24 Jahre bevor er den Bösewicht im dritten Teil der John-Wick-Reihe mimte, trat Kung-Fu- und Karatespezialist Mark Dacascos als wortkarger Auftragskiller in diesem Actionfilm auf. Mit seinem durchtrainierten Körper und seinem traurigen Blick passt er optisch wunderbar in die Rolle des Freeman. Ähnlich wie Gosling in Drive bleibt seine Persönlichkeit hinter der kalten Fassade jedoch verborgen und auch in den Liebesszenen mit Julie Condra will er nicht so richtig auftauen. Dies macht den Helden zwar faszinierend und mysteriös, aber auch sehr unnahbar und die Liebesgeschichte zu distanziert. Bei der Romanze hätte Christophe Gans ruhig noch einen draufsetzen können, ist sie doch ein wichtiger Aggregator des Plots.

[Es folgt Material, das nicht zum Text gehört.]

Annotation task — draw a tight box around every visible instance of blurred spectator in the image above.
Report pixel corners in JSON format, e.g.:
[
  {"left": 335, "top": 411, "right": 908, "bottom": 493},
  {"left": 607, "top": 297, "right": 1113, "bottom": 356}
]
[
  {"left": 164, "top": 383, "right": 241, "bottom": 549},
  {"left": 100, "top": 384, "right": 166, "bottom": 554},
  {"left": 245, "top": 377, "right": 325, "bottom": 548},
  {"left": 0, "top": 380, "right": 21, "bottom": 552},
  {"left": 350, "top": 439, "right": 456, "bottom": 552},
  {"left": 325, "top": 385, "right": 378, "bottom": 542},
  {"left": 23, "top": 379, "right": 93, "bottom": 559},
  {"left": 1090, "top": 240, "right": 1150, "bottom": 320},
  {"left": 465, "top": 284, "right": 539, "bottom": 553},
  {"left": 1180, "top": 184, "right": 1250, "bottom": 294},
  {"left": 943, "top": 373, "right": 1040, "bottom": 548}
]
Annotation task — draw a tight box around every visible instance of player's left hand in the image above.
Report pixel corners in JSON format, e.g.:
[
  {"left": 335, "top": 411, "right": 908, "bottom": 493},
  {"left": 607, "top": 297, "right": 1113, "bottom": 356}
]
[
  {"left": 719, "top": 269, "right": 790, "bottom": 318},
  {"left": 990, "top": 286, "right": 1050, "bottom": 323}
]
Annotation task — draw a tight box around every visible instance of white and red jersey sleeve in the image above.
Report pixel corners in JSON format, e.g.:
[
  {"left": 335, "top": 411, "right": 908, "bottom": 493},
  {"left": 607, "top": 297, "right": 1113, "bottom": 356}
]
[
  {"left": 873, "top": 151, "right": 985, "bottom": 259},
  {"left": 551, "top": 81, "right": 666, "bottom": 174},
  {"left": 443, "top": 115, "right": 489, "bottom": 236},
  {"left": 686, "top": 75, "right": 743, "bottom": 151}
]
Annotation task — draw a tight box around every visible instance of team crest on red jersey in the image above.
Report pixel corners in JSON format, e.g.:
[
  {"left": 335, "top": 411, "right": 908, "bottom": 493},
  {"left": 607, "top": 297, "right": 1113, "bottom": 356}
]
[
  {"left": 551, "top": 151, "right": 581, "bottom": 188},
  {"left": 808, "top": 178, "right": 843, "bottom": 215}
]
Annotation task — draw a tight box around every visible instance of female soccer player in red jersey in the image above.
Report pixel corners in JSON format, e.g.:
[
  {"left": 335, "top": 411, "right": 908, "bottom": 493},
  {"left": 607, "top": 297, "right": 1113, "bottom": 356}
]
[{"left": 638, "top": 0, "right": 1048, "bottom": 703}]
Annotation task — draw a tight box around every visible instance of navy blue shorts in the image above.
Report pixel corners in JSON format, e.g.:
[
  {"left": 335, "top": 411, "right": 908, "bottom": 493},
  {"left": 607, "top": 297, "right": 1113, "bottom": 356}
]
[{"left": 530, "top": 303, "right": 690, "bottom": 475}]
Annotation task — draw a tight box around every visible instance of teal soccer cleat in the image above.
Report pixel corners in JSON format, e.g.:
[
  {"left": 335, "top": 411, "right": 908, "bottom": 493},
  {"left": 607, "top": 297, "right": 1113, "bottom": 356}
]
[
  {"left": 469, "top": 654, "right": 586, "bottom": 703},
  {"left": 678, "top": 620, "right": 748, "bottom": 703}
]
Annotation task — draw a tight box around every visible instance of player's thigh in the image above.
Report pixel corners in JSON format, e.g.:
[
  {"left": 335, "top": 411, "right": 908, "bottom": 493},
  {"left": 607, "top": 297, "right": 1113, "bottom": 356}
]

Was bei den Emotionen zwischen den Figuren nicht funktioniert, wird mit den Actionsszenen wieder glattgebügelt. Das Kugel- und Schwertballett ist an das moderne Hong-Kong-Kino der Zeit angelehnt und bietet toll choreographierte Gefechte, die von passenden Synth-Sounds untermalt sind. Es ist erstaunlich, dass dieser stylische, zum grössten Teil kanadisch produzierte Film in den USA erst 2018 veröffentlicht wurde, während er in unseren Breitengraden in jede anständige VHS-Sammlung gehörte. Wahrscheinlich war Crying Freeman seiner Zeit etwas voraus, denn wenige Jahre später stürmte John Woo selbst die amerikanischen Leinwände mit Face/Off, bevor die Wachowskis Zeitlupen und schwarze Anzüge endgültig salon- beziehungsweise kinofähig machten.
Der einfache Plot verwirrt sich ab und an in einem «Wer gehört zu welcher Bande»-Wirrwarr, findet aber rasch wieder zu seiner Geradlinigkeit. Im Finale nervt eine Nebenstory um Cop Netah (Tchéky Karyo) und seine Yakuza-Verbindungen ziemlich. Überhaupt dient die Figur des Polizisten der Dynamik der Geschichte nicht besonders, ist aber wahrscheinlich Teil der Mangavorlage.
Die Stimme des türkischstämmigen Karyo (Bad Boys) wurde in einer ganz sonderbaren Entscheidung durch diejenige von Hellboy Ron Perlman ersetzt. Kennt man die beiden Stimmen, irritiert die Figur umso mehr. Diese kleinen Stolpersteine auf dem Weg zu einem tollen Endkampf sind glücklicherweise überschaubar und bremsen den Genuss dieses durch und durch coolen Filmes wenig. Crying Freeman gehört nach wie vor in jede Filmsammlung. Eine 4K-Disc, die den Film nun in wunderbarer Optik präsentiert, tut es heute anstatt der VHS-Kassette aber auch.